Last year, The Husband was at the grocery store and saw a twenty-something couple in frozen foods. They were arguing yet good natured about it, and eventually resolved their conflict - ALL in the grocery store! Within a few aisles! Sounded like a movie scene to me; that far removed from my reality. He ached for that kind of communication when he saw it, came home and told me about it, how he longs for it with me. I ache for it in the way you ache to win the lottery. You want it, bad, but you don't really know what it's like - so completely foreign to what you know day-to-day.
I feel like the biggest failure in the world here, because I want to be the girl in Frozen Foods. You have no idea.
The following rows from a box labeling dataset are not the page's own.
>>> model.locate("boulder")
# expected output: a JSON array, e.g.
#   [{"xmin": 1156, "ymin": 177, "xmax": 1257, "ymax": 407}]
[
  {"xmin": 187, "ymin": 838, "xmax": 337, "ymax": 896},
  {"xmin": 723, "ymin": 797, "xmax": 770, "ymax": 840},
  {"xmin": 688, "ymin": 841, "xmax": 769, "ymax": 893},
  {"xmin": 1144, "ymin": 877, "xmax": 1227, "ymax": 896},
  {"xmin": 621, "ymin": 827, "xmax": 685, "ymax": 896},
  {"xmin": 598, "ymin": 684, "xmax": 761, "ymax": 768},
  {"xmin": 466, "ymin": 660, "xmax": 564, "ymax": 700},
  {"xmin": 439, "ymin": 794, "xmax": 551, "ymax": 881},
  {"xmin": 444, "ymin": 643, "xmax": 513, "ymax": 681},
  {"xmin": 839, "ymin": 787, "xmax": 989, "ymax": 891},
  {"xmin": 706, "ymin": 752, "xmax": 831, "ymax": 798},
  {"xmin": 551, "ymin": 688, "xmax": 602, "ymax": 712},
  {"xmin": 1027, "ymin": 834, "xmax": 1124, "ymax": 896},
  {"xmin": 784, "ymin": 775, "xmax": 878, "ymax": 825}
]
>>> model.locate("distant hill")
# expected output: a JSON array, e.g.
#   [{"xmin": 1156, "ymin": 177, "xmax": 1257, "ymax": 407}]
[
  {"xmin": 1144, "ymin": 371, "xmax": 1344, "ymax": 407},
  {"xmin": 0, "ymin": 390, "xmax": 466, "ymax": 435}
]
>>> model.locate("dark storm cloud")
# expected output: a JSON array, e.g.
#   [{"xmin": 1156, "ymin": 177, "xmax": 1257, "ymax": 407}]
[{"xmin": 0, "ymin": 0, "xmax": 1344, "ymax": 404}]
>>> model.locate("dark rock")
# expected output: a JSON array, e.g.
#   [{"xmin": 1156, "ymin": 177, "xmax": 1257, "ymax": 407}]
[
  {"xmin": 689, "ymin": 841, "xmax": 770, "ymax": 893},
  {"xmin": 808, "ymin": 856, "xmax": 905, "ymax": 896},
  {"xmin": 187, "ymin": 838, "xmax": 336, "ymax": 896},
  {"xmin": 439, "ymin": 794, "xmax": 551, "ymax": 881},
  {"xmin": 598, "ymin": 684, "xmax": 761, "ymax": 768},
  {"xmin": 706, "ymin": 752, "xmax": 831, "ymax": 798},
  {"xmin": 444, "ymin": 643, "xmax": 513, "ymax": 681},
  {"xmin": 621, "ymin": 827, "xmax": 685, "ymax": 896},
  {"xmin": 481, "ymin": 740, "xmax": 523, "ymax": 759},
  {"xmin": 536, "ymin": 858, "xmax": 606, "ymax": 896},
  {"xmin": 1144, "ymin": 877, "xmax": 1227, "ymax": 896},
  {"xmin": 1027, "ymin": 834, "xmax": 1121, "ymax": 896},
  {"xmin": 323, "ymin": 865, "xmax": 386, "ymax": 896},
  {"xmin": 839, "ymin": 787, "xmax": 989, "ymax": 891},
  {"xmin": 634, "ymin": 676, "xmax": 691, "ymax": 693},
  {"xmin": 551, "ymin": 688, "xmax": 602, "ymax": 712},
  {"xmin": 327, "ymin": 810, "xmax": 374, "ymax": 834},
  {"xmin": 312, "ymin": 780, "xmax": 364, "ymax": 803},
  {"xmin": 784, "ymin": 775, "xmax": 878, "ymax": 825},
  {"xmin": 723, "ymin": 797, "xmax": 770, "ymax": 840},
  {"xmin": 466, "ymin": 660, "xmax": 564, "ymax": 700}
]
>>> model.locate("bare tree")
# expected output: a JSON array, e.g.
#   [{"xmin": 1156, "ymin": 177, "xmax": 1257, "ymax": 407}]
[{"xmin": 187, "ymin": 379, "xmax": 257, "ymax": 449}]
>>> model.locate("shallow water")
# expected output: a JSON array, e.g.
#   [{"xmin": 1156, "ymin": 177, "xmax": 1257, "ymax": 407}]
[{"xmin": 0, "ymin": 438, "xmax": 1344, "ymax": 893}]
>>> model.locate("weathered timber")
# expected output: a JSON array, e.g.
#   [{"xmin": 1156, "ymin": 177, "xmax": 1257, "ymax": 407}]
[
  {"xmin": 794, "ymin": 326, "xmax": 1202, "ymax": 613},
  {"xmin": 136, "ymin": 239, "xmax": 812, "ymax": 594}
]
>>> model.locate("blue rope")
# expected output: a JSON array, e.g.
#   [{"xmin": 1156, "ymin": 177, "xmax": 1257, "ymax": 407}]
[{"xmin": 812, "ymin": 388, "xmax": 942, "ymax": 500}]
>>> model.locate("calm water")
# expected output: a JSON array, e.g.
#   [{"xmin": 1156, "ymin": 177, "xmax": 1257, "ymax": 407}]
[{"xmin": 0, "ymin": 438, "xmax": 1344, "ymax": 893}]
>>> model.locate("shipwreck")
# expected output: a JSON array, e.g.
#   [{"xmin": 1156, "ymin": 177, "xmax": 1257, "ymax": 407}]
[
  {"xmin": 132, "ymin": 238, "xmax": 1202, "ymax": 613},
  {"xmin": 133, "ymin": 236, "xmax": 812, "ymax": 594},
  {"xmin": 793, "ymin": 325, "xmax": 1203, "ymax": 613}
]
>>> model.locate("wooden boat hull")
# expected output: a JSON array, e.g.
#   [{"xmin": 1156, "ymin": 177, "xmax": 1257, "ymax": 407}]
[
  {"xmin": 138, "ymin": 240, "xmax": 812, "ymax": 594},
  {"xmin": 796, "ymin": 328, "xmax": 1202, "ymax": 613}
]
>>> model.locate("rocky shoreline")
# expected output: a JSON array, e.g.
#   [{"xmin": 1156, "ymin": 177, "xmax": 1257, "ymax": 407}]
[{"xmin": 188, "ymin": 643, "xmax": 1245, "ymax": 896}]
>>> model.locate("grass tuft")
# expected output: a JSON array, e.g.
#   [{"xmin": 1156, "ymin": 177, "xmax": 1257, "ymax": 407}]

But I am clueless about bridging the gap between wanting to be healthy in conflict, and the fist that squeezes my aorta when I feel threatened.
I hate this part of me. Every time a brutal, yet ultimately cleansing, wind blows through my life in this area I think, This is It. I am going to finally be able to change, just because I want it so much. Because I am convinced that I am further along in my autobiography. But then, mere days later, not so much.
LOSER, my soul cries out. Fraud, pretender, hoax.
And then the insidious whisper: he would have been happier with she-who-shall-not-be-named. she was so much better than you will ever be. you will never be good enough for him to love.
Blow, wind, blow. Take this trash out of my field.